Chapter 1: The First Shot
Chapter 1: The First Shot
From the Pen of Thomas Miller
The sun had barely climbed over the flat Florida horizon when the first scream came from the hospital in south Orlando.
It wasn’t a tourist scream. Not the kind that came from roller coasters or overpriced hotel surprises.
This one was wet. Human. Real.
Donny Row had heard plenty of sounds in his life — the hum of power tools, the whistle of air compressors, the sweet grind of metal under pressure. But nothing like that.
He stood in the hallway outside the patient wing, still wearing his construction uniform, still thinking this would be a quick job — a few hours fixing drywall after “some minor incident.” That’s what the call had said.
But then the alarms started.
Then the doors locked.
Inside, the “vaccinated” patients were convulsing, breaking bones they didn’t seem to feel, veins pulsing black beneath the skin.
The government nurse shouted for help.
Then she started biting.
Donny bolted. He didn’t wait to see what came next. The security lights flickered as he crashed through the stairwell door, the smell of antiseptic and fear chasing him down.
Out in the parking lot, the morning light burned too bright, too normal. He could still see the skyline — Disney’s castle spire in the distance, Universal’s globe gleaming under a tourist sun.
But something was wrong.
Something deep in the air.
He fumbled for his phone, called his best friend, Kevin McCorm.
Kevin was already at the Universal gates, ambulance parked sideways across the entrance, red lights flashing against the archway like a warning beacon to the world.
He answered on the second ring.
“You seeing this on your end?” Donny panted.
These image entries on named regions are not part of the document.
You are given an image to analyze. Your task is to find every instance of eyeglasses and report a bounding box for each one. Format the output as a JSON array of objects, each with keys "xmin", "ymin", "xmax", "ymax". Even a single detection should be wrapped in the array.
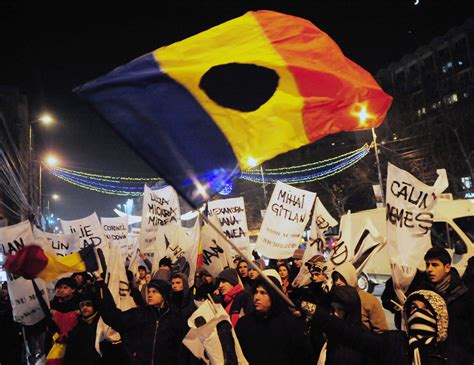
[{"xmin": 79, "ymin": 300, "xmax": 94, "ymax": 308}]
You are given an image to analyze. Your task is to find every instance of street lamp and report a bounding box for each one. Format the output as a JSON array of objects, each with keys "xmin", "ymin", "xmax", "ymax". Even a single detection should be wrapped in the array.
[
  {"xmin": 352, "ymin": 103, "xmax": 385, "ymax": 206},
  {"xmin": 28, "ymin": 114, "xmax": 54, "ymax": 203},
  {"xmin": 247, "ymin": 157, "xmax": 267, "ymax": 208},
  {"xmin": 38, "ymin": 155, "xmax": 59, "ymax": 222}
]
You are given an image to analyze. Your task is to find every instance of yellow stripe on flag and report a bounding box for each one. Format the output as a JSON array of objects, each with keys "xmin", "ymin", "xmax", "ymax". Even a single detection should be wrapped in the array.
[
  {"xmin": 37, "ymin": 251, "xmax": 87, "ymax": 281},
  {"xmin": 153, "ymin": 13, "xmax": 309, "ymax": 169}
]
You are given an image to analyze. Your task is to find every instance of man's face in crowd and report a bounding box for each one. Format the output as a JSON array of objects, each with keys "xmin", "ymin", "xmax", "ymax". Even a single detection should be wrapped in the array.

“Yeah,” Kevin said. “We got ‘em here too. The ones from the shot.”
“How bad?”
“You ever seen someone smile while their eyes rot out?”
The line went dead.
By noon, the highways were closed. Every news station said the same thing: “Stay calm. The situation is contained.”
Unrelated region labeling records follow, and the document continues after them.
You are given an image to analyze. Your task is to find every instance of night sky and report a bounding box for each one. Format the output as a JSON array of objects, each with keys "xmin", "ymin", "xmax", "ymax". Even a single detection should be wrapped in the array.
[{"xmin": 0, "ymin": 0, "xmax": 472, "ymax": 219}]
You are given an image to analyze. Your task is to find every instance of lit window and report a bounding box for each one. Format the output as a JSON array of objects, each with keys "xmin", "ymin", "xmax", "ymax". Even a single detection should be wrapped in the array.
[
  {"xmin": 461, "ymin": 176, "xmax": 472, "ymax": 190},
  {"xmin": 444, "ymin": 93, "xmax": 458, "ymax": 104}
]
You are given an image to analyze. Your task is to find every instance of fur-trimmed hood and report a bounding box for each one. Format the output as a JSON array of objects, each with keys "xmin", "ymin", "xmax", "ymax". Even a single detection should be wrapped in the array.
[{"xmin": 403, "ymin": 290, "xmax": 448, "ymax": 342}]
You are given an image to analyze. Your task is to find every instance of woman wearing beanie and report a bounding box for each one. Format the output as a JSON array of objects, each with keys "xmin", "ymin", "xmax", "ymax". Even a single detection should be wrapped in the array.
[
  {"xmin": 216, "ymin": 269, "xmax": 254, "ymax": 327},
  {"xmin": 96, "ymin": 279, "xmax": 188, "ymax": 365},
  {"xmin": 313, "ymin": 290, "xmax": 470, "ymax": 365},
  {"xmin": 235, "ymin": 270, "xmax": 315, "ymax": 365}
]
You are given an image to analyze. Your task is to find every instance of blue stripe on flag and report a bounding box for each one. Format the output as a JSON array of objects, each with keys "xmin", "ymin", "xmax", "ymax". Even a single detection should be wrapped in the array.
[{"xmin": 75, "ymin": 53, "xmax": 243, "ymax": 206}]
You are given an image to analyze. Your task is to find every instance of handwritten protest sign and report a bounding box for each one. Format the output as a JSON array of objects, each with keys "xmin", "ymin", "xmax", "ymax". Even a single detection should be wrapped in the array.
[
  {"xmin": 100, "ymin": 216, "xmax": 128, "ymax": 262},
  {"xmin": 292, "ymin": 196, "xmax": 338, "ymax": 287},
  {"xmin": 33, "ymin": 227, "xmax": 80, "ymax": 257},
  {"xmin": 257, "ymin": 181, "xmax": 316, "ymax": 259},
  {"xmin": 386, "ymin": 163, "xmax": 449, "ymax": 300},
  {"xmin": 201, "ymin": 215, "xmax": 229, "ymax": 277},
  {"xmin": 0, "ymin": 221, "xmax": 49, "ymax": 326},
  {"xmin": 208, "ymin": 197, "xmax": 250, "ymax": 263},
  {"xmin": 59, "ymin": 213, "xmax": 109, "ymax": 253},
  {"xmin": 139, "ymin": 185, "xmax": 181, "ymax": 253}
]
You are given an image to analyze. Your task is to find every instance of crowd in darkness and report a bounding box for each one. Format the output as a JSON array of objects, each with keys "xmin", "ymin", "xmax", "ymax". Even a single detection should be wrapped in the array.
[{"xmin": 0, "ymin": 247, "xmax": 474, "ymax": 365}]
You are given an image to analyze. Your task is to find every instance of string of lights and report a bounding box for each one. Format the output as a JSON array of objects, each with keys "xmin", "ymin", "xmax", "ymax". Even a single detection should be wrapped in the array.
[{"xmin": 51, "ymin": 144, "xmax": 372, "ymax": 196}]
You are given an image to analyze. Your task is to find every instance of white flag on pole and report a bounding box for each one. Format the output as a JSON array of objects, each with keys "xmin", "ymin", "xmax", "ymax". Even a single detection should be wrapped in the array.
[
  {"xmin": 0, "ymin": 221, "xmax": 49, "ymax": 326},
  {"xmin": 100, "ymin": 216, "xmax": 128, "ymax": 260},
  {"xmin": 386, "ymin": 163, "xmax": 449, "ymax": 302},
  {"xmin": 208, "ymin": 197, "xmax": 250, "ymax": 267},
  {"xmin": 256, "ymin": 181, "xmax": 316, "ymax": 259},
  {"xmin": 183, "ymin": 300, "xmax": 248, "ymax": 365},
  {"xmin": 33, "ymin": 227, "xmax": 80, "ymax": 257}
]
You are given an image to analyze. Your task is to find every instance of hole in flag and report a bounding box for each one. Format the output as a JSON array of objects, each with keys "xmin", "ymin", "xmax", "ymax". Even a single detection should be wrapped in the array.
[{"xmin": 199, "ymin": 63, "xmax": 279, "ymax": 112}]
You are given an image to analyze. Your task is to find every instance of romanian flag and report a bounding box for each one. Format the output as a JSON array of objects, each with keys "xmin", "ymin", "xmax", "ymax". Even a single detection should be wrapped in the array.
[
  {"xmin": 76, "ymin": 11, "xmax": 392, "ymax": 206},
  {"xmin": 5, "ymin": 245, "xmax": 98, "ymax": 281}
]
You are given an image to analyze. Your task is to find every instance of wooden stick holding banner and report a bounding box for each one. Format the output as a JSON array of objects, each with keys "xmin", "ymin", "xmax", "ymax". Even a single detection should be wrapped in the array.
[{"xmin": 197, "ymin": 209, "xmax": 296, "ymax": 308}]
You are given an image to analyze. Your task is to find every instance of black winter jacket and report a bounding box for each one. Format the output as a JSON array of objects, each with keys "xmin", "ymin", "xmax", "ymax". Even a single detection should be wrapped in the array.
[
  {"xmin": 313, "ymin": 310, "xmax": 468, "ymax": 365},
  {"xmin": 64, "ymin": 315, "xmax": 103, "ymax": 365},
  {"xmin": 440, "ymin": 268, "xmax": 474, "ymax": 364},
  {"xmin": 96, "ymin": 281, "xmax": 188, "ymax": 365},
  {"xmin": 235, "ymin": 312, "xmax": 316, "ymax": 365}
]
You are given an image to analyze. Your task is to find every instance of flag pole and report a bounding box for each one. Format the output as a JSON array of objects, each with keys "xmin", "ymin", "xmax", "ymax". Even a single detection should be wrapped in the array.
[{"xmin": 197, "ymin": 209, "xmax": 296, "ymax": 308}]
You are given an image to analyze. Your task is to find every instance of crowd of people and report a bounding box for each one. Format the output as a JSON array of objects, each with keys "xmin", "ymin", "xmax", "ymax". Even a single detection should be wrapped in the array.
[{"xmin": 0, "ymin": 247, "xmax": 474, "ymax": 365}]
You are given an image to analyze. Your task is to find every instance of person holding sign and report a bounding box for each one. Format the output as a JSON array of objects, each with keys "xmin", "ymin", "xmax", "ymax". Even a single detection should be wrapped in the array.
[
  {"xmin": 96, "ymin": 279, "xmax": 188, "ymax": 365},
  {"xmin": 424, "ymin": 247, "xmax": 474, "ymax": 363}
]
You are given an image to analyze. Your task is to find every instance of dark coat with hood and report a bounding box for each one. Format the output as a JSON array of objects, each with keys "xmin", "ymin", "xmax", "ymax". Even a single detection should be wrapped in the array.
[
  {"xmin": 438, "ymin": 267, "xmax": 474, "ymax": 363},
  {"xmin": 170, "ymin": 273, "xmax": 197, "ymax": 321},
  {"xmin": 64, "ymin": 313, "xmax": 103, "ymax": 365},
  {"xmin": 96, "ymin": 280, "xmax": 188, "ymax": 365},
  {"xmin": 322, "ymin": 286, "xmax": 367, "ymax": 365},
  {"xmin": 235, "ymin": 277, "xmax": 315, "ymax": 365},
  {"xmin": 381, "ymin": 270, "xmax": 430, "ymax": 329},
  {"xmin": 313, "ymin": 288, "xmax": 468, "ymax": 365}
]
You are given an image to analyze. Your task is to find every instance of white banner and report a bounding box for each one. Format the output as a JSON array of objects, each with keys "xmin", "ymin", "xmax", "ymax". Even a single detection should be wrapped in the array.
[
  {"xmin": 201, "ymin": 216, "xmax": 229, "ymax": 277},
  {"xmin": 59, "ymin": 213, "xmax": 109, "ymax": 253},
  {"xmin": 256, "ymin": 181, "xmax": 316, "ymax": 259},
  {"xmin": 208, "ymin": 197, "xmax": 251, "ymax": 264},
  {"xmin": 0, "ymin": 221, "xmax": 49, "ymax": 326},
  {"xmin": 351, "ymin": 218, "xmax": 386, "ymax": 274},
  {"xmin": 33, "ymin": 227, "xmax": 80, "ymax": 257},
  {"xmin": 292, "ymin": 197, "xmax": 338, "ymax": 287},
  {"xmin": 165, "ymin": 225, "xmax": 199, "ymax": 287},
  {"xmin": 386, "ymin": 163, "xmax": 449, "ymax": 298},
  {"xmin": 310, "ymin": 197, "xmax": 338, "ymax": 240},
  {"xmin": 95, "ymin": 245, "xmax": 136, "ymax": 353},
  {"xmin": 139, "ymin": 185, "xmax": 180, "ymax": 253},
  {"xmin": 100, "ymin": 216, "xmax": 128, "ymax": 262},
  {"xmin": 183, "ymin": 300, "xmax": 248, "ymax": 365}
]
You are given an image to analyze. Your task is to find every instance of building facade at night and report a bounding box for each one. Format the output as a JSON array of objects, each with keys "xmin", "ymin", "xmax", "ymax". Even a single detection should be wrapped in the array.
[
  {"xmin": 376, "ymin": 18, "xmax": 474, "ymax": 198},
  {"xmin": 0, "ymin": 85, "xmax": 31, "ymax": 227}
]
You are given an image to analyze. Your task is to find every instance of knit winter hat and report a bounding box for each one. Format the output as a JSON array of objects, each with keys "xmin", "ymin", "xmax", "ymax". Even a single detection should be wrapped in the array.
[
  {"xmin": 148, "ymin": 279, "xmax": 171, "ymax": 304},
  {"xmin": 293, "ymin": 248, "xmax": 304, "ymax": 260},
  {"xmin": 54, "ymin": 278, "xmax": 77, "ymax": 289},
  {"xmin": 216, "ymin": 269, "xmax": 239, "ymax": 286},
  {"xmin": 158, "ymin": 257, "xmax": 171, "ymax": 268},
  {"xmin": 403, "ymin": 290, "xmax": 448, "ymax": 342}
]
But Orlando was already lost.
Disney fell first.
Families trapped inside, waving from balconies as the infected stormed the gates. The news drones caught glimpses before the feed cut — Mickey ears floating in bloodied water, the castle burning from within, a voice over the intercom still saying, “Have a magical day.”
Down I-4, Universal fought back. They used the props, the barricades, the old movie sets. The gates of hell had opened — and Universal turned itself into base camp.
It was messy, desperate, and loud.
Donny made it there by sunset. His truck rattled across the empty parking lot past crushed strollers, abandoned suitcases, and one lone balloon that drifted across the asphalt like a lost prayer.
Kevin met him at the barricade. His paramedic uniform was torn, his face streaked with soot and fear. Behind him, the old Horror Make-Up Show theater had become a command post.
The park map sign had been spray-painted: “BASE CAMP U.”
“You made it,” Kevin said, gripping his shoulder.
“Barely.”
“They’re calling it Stage Three Infection.”
“I’m calling it the end.”
They stood there for a moment — two men who used to laugh on these same streets, who once stood in line for butterbeer, who cheered when the fireworks exploded over the lake.
Now the only fireworks came from gunfire.
Night fell fast. The screams got closer.
From somewhere deep in the ruins of Disney, a red glow rose like a dying star.
Kevin stared at it, whispering, “They said it was safe.”
Donny tightened his grip on the crowbar hanging from his belt. “Yeah,” he said quietly.
“They said a lot of things.”
And with that, the first shot of the new war echoed through the empty streets of Orlando.